Ghost Stories: The Temperance Crusade and remembering Mother Thompson
Ladies and gentlemen, as we return yet again to the year of our Lord 1919 and continue our chat with Highland County native son Hugh Fullerton, I turn the focus of our conversation to arguably the most famous name of the Temperance Crusade, the name that greets us at the city limits as you and I drive into Hillsboro today.
“Mr. Fullerton,” I ask the famous journalist, “could you please tell us some more about Eliza Jane Trimble Thompson?”
“Mrs. Thompson believed almost from the first that the movement was divinely ordered, and I do not think her faith that the crusade would eventually rid the world of the curse of liquor ever faltered,” Mr. Fullerton says matter-of-factly.
“You told us earlier that you and your family were neighbors of Judge and Mother Thompson,” I recall. “What are some of your early memories of her?”
He smiles, “When I was a little fellow, she lived in a great grove mostly of walnut and locust trees in a quaint old Colonial house. For a mile beyond the house, ‘the pasture’ rolled away to join the Trimble lands. She was the daughter of Allen Trimble, one of the early governors of Ohio, and she was related to the McDowells, the Smiths, the McArthurs, the Beechers, the Buckinghams – all of Revolutionary aristocratic stock.

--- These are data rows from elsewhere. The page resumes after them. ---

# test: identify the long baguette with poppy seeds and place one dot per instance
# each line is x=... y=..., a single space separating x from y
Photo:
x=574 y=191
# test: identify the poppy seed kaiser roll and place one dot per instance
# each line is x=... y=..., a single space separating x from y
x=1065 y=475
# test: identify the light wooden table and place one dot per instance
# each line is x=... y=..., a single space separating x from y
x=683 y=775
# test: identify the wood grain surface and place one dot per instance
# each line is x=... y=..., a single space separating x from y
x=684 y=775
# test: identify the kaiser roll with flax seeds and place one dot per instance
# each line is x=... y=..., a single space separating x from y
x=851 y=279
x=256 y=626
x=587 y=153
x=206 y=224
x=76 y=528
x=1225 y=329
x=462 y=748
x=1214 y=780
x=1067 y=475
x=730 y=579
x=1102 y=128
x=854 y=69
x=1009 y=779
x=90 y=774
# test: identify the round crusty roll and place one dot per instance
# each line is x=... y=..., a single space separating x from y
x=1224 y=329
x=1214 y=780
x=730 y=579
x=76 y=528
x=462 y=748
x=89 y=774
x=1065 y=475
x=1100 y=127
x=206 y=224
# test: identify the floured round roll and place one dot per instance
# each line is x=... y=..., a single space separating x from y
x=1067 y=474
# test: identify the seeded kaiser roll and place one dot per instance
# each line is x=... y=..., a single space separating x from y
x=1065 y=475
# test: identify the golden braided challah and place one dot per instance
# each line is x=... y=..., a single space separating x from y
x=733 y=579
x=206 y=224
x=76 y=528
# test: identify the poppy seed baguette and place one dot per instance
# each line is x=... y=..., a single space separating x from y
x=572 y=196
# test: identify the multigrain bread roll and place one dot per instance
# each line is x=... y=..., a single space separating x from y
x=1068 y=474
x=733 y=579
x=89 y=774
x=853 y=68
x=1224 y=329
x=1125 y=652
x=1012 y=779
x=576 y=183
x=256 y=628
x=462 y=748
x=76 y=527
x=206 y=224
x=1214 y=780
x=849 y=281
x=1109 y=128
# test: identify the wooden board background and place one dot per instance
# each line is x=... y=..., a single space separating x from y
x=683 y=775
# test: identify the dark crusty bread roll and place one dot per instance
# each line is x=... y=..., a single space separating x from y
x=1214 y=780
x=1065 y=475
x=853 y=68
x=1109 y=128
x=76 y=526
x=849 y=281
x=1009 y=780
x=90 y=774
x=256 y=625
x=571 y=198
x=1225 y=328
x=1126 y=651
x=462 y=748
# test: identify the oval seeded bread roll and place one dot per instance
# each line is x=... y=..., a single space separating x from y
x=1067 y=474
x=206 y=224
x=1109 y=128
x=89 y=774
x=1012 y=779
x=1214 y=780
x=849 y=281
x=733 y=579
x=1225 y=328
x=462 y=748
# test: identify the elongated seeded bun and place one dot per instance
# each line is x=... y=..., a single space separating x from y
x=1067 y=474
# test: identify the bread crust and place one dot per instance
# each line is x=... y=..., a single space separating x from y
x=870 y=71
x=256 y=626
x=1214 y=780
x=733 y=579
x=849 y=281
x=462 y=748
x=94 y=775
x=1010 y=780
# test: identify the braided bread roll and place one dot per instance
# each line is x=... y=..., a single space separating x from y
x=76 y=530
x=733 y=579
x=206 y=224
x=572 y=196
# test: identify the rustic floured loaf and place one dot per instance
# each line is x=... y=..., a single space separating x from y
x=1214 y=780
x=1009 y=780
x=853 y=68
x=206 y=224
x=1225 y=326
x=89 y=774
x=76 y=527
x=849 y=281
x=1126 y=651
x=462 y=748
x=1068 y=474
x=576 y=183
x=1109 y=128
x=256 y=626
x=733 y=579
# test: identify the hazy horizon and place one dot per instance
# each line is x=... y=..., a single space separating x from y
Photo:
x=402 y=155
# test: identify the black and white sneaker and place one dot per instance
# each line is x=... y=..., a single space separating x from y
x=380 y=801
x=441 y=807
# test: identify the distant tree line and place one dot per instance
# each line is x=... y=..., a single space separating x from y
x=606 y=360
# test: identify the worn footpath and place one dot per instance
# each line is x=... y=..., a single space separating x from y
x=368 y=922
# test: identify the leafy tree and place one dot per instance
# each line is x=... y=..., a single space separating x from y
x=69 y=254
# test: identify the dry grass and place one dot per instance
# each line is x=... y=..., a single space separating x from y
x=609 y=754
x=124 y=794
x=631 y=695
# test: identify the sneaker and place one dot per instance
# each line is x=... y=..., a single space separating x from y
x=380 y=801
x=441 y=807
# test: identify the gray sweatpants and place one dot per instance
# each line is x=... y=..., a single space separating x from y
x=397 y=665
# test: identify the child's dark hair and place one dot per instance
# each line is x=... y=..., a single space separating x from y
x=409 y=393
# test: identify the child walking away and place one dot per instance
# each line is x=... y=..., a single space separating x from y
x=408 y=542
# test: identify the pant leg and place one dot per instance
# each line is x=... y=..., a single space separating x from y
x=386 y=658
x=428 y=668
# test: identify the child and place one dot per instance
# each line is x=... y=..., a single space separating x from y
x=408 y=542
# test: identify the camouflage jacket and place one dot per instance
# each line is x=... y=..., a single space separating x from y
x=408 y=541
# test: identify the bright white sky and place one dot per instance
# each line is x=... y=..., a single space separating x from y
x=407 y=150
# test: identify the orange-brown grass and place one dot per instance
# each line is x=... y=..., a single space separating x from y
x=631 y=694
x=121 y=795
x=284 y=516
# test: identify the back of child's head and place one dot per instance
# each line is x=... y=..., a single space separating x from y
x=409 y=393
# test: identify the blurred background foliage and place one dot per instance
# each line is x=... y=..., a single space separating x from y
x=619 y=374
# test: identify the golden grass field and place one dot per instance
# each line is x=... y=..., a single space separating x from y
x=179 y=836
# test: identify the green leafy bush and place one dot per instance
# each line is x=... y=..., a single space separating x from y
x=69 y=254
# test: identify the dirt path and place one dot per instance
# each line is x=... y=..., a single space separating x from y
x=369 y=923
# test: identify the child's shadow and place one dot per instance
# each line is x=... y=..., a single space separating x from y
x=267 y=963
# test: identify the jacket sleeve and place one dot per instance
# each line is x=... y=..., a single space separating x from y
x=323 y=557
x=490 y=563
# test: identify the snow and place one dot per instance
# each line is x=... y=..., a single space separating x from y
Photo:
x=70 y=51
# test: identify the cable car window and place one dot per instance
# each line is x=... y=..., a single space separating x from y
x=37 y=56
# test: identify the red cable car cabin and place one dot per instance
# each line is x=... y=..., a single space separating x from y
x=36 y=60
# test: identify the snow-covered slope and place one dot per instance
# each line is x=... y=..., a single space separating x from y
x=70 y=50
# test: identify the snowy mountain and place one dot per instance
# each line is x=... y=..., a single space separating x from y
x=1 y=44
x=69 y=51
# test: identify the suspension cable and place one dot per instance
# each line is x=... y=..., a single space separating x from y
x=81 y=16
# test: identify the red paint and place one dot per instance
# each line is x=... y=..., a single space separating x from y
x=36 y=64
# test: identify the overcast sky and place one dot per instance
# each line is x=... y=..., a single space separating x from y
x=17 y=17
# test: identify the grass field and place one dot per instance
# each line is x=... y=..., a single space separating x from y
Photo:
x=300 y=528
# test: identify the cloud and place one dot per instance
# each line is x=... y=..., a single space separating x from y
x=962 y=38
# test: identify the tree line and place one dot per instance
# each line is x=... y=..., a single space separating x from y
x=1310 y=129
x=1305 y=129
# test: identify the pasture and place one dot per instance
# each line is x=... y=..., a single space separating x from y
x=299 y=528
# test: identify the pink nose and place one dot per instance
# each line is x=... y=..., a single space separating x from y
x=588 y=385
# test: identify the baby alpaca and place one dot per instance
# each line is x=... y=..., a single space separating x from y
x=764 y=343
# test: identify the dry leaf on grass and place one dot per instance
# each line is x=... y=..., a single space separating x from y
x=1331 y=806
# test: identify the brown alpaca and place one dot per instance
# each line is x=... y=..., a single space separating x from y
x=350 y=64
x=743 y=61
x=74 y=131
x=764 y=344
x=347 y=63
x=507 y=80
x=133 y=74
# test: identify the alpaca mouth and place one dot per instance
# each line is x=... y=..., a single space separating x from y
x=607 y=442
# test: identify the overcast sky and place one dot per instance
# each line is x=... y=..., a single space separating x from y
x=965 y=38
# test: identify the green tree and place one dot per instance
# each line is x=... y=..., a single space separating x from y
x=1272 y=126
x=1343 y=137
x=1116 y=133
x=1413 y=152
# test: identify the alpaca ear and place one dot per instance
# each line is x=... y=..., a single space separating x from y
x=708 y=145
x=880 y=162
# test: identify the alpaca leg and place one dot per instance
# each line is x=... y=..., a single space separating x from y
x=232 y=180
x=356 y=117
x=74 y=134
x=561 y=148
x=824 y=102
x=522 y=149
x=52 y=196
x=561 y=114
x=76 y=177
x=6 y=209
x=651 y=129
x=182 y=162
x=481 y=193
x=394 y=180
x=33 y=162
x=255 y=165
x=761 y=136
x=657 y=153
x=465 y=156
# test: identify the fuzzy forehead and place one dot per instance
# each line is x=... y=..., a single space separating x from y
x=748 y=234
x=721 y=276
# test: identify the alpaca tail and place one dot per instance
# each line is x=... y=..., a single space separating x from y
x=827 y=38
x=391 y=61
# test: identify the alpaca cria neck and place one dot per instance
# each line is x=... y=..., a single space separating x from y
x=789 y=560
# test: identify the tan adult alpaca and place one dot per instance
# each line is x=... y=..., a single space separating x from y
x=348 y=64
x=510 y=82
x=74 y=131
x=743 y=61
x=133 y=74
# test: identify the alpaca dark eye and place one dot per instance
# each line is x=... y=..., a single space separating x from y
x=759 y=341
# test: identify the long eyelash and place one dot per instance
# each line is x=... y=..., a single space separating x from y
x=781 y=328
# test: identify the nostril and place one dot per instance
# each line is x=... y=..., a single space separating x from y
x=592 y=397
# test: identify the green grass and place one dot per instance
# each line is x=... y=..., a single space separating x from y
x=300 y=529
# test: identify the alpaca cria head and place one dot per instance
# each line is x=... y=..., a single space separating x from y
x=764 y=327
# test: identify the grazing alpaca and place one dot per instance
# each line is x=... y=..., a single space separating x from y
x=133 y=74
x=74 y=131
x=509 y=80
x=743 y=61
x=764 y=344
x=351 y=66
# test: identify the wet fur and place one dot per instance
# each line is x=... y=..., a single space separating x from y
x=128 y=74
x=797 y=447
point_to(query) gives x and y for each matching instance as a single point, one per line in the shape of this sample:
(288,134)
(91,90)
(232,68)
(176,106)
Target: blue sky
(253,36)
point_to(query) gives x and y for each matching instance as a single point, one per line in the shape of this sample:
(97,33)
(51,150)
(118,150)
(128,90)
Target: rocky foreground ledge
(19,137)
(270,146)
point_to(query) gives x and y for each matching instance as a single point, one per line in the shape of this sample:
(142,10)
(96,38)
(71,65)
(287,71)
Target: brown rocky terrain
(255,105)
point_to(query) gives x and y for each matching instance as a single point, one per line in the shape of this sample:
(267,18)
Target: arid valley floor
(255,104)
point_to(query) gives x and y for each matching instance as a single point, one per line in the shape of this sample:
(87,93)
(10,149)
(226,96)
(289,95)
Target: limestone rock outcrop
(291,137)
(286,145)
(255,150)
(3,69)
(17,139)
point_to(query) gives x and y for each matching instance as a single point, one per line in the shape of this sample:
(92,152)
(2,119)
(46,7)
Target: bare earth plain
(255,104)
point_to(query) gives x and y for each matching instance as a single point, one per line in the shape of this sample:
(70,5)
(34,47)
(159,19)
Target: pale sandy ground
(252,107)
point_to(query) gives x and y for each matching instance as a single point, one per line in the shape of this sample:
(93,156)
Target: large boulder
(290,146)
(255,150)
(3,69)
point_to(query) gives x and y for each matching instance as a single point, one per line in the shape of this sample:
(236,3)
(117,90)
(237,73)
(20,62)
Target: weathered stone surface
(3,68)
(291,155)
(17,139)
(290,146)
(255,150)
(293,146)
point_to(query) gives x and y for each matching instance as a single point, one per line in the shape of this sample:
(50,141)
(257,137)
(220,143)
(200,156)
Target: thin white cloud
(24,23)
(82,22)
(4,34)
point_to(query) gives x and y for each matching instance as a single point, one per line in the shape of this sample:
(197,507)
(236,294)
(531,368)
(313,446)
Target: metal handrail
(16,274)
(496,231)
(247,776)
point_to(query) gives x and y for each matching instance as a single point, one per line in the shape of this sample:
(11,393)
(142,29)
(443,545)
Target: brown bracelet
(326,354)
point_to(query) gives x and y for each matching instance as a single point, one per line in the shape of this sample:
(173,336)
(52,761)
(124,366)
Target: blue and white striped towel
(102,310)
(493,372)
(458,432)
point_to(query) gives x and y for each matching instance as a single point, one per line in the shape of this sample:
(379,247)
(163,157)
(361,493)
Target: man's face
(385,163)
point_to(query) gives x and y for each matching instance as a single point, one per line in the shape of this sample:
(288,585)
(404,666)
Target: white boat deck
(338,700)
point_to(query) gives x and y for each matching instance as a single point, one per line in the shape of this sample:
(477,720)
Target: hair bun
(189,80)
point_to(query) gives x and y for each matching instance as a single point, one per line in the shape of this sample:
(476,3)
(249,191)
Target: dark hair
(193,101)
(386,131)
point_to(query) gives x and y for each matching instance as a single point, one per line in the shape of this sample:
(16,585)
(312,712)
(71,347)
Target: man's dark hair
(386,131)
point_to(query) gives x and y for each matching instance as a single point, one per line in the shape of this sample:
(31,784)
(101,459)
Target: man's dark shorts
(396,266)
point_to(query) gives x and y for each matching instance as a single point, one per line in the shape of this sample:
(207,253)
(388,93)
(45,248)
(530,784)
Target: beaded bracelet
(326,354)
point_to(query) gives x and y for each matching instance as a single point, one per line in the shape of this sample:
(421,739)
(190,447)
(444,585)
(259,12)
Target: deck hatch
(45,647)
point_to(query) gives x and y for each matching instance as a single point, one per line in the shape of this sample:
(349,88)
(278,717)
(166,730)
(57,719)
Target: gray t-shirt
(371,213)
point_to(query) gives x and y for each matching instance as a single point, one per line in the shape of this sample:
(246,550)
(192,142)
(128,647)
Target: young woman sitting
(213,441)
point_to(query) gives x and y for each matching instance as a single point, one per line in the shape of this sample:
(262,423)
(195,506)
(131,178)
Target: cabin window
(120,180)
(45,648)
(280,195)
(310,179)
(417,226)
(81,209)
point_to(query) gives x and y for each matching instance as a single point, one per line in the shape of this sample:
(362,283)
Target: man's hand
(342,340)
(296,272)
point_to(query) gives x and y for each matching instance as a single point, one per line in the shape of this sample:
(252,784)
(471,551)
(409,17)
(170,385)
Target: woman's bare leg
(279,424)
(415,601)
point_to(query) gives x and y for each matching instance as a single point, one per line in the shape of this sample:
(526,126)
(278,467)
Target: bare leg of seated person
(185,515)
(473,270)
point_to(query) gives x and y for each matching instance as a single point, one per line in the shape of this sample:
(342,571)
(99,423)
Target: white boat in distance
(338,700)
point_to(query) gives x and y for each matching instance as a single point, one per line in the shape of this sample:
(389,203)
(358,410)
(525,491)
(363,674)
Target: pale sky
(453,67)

“I used to crawl through holes in the tall picket fence which surrounded the grove and follow up the long, winding driveways past the well-house and the summer-houses until I came to a porch upon which sat a very little, very prim, very white old lady with a white lace cap upon her white hair, fresh-ruffled white tie under her chin and a white shawl over her shoulders…”
“She does, indeed, sound very white,” I interject.
“In childhood, I used to confuse her with the fairy godmother of the stories,” Mr. Fullerton continues. “Her eyes always were bright and almost laughing, but her face was in repose. She would ask me to sit on the porch and tell me quaint little stories which perhaps she had invented for her own children. … Sometimes she asked me whether I marched with the Temperance Cadets and talked of the crusade and of temperance, although what she said I
have now quite forgotten. I remember that she told me how the curse of the drink falls upon all who touch it.
“Perhaps the memory remains because it seemed terrible to me,” Mr. Fullerton says as he reflects on those conversations of yore. “She named one by one those who had been liquor sellers, their sons and daughters, and told of the shame, disgrace and death that had come to them. Not one of the families had escaped the curse and some had perished utterly in vice and crime. Yet, I never heard her speak an unkind word of the saloon men, but she spoke in sorrow and pity. It seems strange to me that she should call them ‘Robert’ and ‘Jacob.’”
“When you grew older and became a newspaperman, did you ever get a chance to talk more about the crusade with Mother Thompson?” I ask.
“In later years I asked her questions – how the crusade was planned and why the women did certain things, and once she said: ‘Why, child, the Lord told us to do them!’” he recalls. “She seemed surprised that I did not understand what to her was so self-evident a fact. Once, after I had grown to the dignity of reporter on the village paper, the Wets had won an election and the long-banished saloons were restored. The politicians refused to enforce laws, whiskey was sold openly, the ‘gentlemen drinkers’ had their tipple in the drug stores and the farmers hauled away great quantities of whiskey for sale in cross-roads stores. Stock Sale Day again was a drunken orgy and Saturday night a series of brawls. I recited to her the village record of drunkenness, debauchery, rioting and murder and asked whether, in the face of such evidence, the crusade could be considered a success.”
“So what did Mother Thompson say?” I ask curiously.
“‘Oh, yes,’ she said complacently, ‘it has been a wonderful success,’” Mr. Fullerton replied. “She said, ‘It was the beginning, and the work everywhere is going forward. Men and cities will backslide as Hillsboro has done, but only for a time and the work goes on. It will not come in my day, but you will live to see the end of all of this, not only in Hillsboro, but in the entire country.’
“I inquired why she believed this, and she said: ‘Because it is evil and the Lord is against it. Whether, in the beginning, this conviction was firmly fixed in her mind is uncertain, but in later years she believed that the movement was ordained of God and that she was a humble instrument chosen for the work.”